Je me tenais au bord de la piste de danse, en regardant ma belle-mère se moquer de ma mère.
Leur taquinage était enveloppé de sourires, une performance pour les cinq cents invités, mais les barbes se sentaient vives pour moi.
Mon fiancé a ri avec le leur, un son qui a balayé le problème comme un balai sous un tapis.
J’ai senti une tempête tranquille brasser dans ma poitrine.
Le rire a fait écho, et j’ai regardé le visage de ma mère – un sourire poli masquant la piqûre de leurs mots.
C’était une danse familière; sa grâce sous le feu, la façon dont elle masquait l’inconfort avec un clin d’œil et une gorgée de son verre.
Ses yeux m’ont brillé brièvement, une assurance silencieuse ou peut-être un plaidoyer.
Je me suis excusé, en passant par la foule, en sentant leurs yeux sur moi.
Le microphone était à quelques pas, et ma décision a déjà été prise avant que je n’arrive.
Ma main était ferme pendant que je la ramenais, malgré le tremblement dans ma poitrine.
« J’ai quelque chose à dire. »
La pièce s’est calmée, le bavard se dissolvant en une onde de curiosité et peut-être un soupçon de gêne.
Ma voix me semblait étrangère aux oreilles, mais les mots flottaient comme s’ils avaient attendu ce moment.

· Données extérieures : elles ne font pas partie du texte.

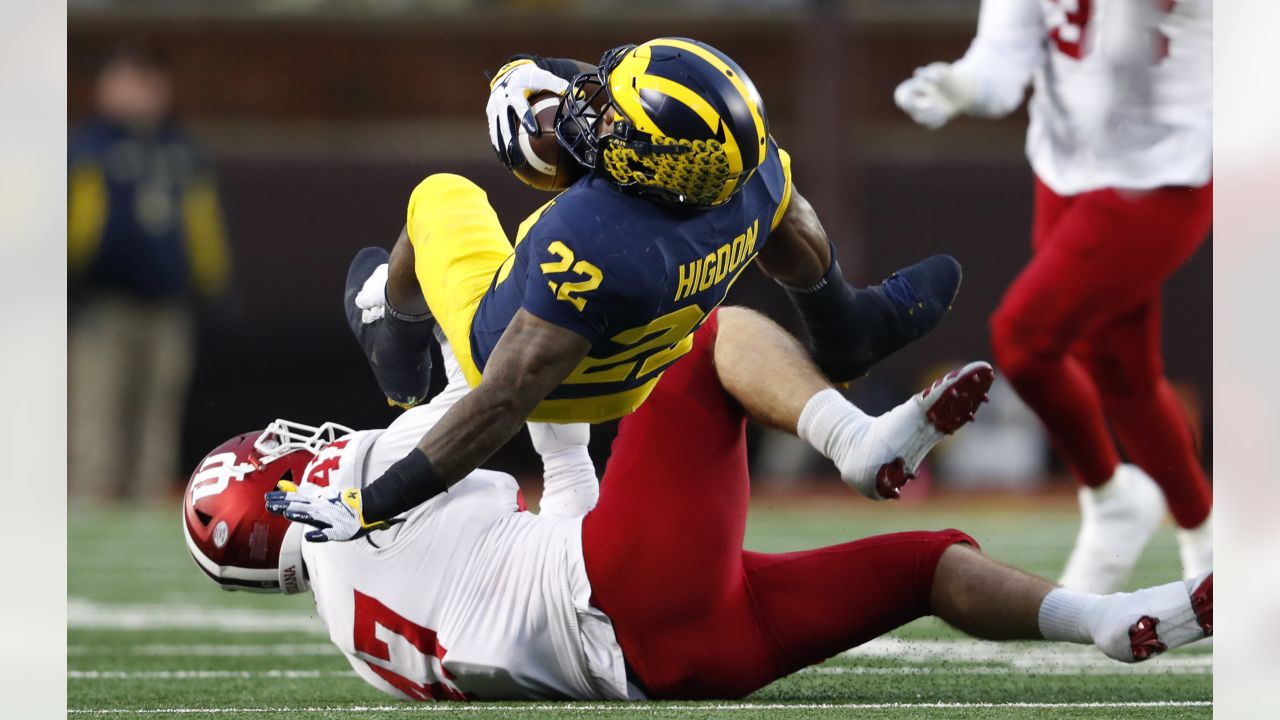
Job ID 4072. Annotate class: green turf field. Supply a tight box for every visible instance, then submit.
[67,498,1212,720]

J’ai senti le changement immédiatement, l’air s’épaississant en parlant.
Mon fiancé sourit quand le rire est mort.
Dans le silence qui a suivi, je pouvais sentir le poids de leurs regards, le mélange de surprise et d’inconfort.

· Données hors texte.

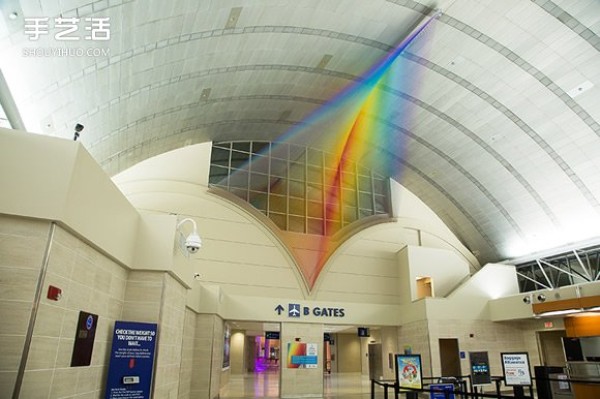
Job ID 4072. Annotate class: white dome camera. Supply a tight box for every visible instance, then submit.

Mon cœur battait, mais il y avait aussi un étrange sentiment de soulagement, une légèreté qui venait avec enfin parler.
Alors que je descendais le microphone, la chambre hésitait, ne savait pas comment procéder.
Certains invités se regardaient, la tension palpable mais non parlée.

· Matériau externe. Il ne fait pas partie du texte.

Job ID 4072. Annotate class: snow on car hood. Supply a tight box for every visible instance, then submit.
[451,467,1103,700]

D’autres se déplaçaient maladroitement dans leurs sièges, prétendant être absorbés dans leurs boissons.
Mon fiancé s’approcha, son expression un mélange de confusion et quelque chose d’autre que je ne pouvais pas tout à fait placer.
Il ouvrit la bouche comme pour parler, mais aucune parole ne vint.
Au lieu de cela, il a posé une main sur mon bras, un geste qui se sentait à la fois favorable et incertain.